# Defeated by a hill?.



## tuk-tuk (Jul 8, 2009)

Hi all, 
I know you have a lot of different views on the 1.9 td engine BUT....what is/was your worst nightmare / most embarassing moment with this motor. Has anybody actually failed to negotiate a hill. I ask because I am still tempted to get a Dethleffs Globetrotter with the 1.9 td motor. (Mainly sensible replies please). Thanks tuk-tuk...that's not my real name :violent1:


----------



## wobby (May 1, 2005)

And I thought it was :roll: 

Wobby


----------



## chapter (May 1, 2005)

i drove mine up porlock hill somerset see here
chapter


----------



## gaspode (May 9, 2005)

We've taken a 1.9 over the Alps some time ago. Not quick it has to be said - but we got there. :lol: :lol: :lol:


----------



## pneumatician (May 1, 2005)

*1.9 TD*

I doubt if you would under normal circumstances encounter a hill you could not climb. We "did" the Alps about three times in our Polensa.
Exceeding slow but no hint of failure. Its just that every hairpin is first gear, maximum speed is about 5mph and by the time you get into second its back to first for the next bend. Hard work and I found embarrasing.

Steve


----------



## EJB (Aug 25, 2007)

Many years ago we regularly towed a largish caravan over and around all the Alpine passes.

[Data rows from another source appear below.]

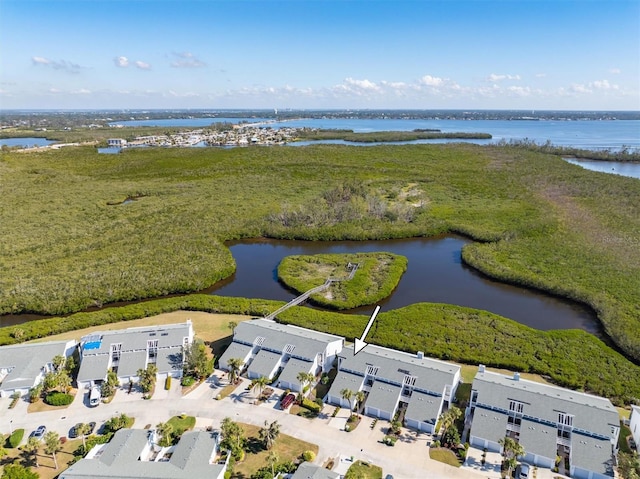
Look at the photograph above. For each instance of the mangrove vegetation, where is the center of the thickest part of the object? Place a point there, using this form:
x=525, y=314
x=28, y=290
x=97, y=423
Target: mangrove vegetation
x=376, y=276
x=538, y=221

The towing car was a petrol 70ishBHP with never a problem.
My 100BHP diesel MH should, and does, go anywhere :wink:


----------



## steco1958 (Mar 5, 2009)

chapter said:


> i drove mine up porlock hill somerset see here
> chapter


If it can get up porlock, it will go up most hills, and lets be honest, how often do you encounter hills of that nature !!


----------